[seqfan] Scott Shannon's "Grow" sequence A332580 (and A332584)

Neil Sloane njasloane at gmail.com
Tue Feb 18 16:27:28 CET 2020


The definition of A332580  is:

a(n) = minimal positive k such that the concatenation of the decimal digits
of n,n+1,...,n+k is divisible by n+k+1, or -1 if no such k exists

.and A332584 gives the values of n+k.

Examples:

a(1) = 1 as '1' || '2' = '12', which is divisible by 3 (where || denotes
decimal concatenation).

a(7) = 13 as '7' || '8' || '9' || '10' || '11' || '12' ||  ... || '20' =
7891011121314151617181920, which is divisible by 21.

a(8) = 2 as '8' || '9' || '10' = 8910, which is divisible by 11.

a(2) = 80: the concatenation 2 || 3 || ... || 82 is

  23456789101112131415161718192021222324252627282930313233343536373839\

  40414243444546474849505152535455565758596061626364656667686970717273747\

  576777879808182, which is divisible by 83.

What makes this interesting is that the chance that a particular k works
is, naively, 1/(n+k+1).  For fixed n, the sum 1/(n+k+1) diverges, so a(n)
should always exist.
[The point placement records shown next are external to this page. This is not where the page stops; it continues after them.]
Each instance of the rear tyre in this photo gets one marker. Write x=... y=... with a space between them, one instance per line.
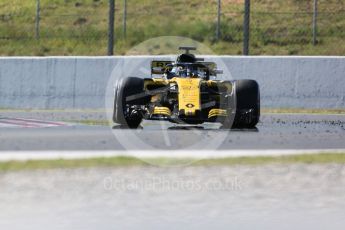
x=247 y=104
x=129 y=92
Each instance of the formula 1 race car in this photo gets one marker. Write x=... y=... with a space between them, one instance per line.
x=184 y=93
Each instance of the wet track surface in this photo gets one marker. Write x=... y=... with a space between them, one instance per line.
x=274 y=196
x=238 y=197
x=275 y=131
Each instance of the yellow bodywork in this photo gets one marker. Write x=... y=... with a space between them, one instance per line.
x=217 y=113
x=162 y=111
x=188 y=97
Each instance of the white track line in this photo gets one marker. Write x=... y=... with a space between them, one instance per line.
x=211 y=154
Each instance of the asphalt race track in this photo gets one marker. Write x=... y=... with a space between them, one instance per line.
x=45 y=131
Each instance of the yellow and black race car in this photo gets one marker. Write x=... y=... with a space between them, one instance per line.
x=184 y=93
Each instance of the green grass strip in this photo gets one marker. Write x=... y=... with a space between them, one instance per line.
x=115 y=162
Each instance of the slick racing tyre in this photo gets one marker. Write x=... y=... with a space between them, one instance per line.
x=247 y=104
x=129 y=92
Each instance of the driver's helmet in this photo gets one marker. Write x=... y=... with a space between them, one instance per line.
x=181 y=71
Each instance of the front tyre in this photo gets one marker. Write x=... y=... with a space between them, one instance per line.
x=247 y=95
x=129 y=93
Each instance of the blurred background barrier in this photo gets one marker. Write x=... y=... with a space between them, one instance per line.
x=229 y=27
x=81 y=82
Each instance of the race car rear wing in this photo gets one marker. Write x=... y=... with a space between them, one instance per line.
x=159 y=67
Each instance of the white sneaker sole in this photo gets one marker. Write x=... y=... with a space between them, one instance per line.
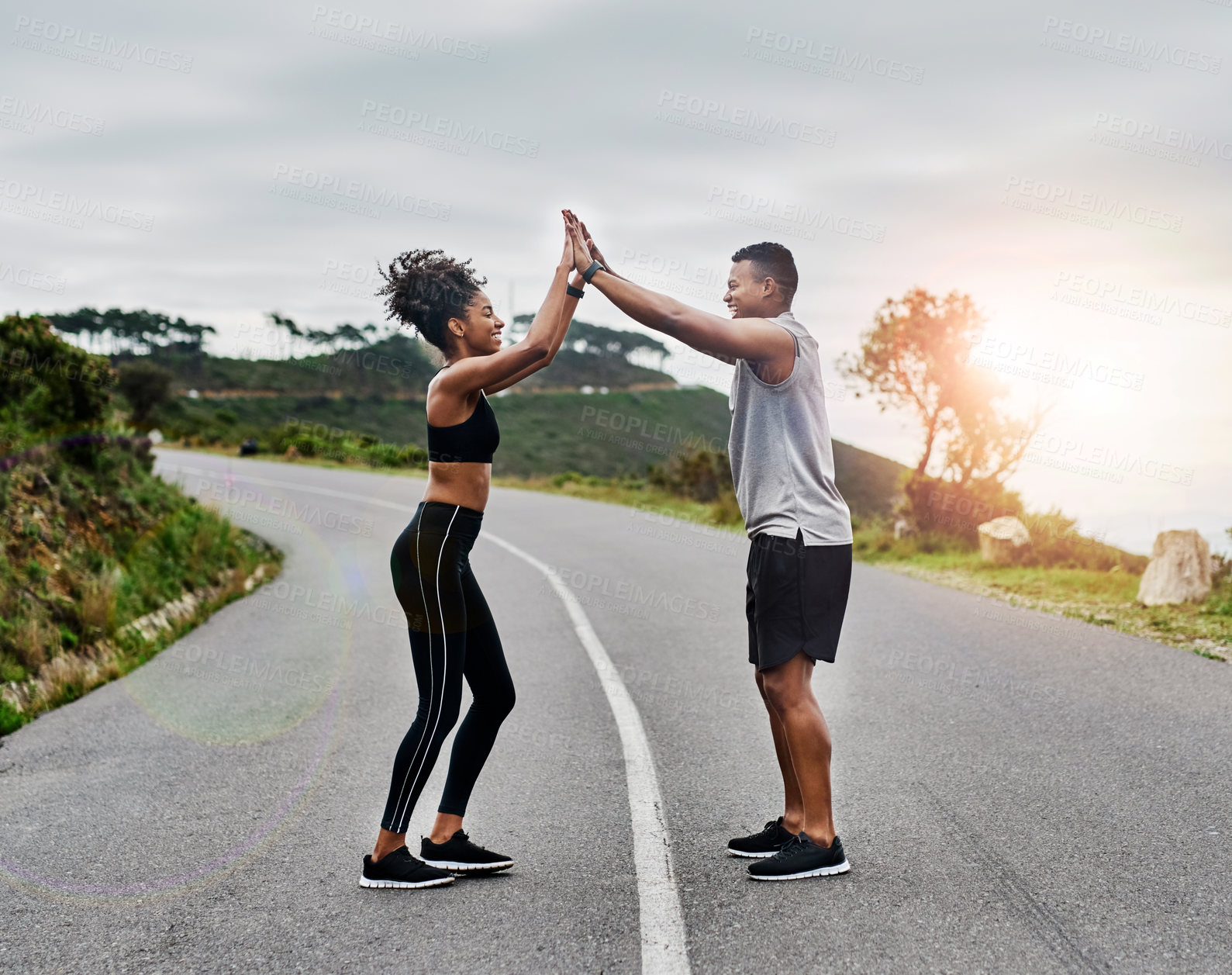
x=404 y=884
x=470 y=866
x=842 y=868
x=749 y=856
However, Scott and I have not been able to find three
values up to 100, namely a(44), a(92), and a(98).

Possibly there are number-theoretic reasons why 44, 92, 98, ... are
special, or maybe we did not search far enough.

I ran Maple out to 200000, on 44, but when I tried to go out to a million,
Maple managed to put my iMac into a coma and I had to turn off the power.
Scott ran a Java program a lot further, but I always worry when Java is
doing number theory.

So we need help! Find a(44), a(92), a(98) or show they do not exist.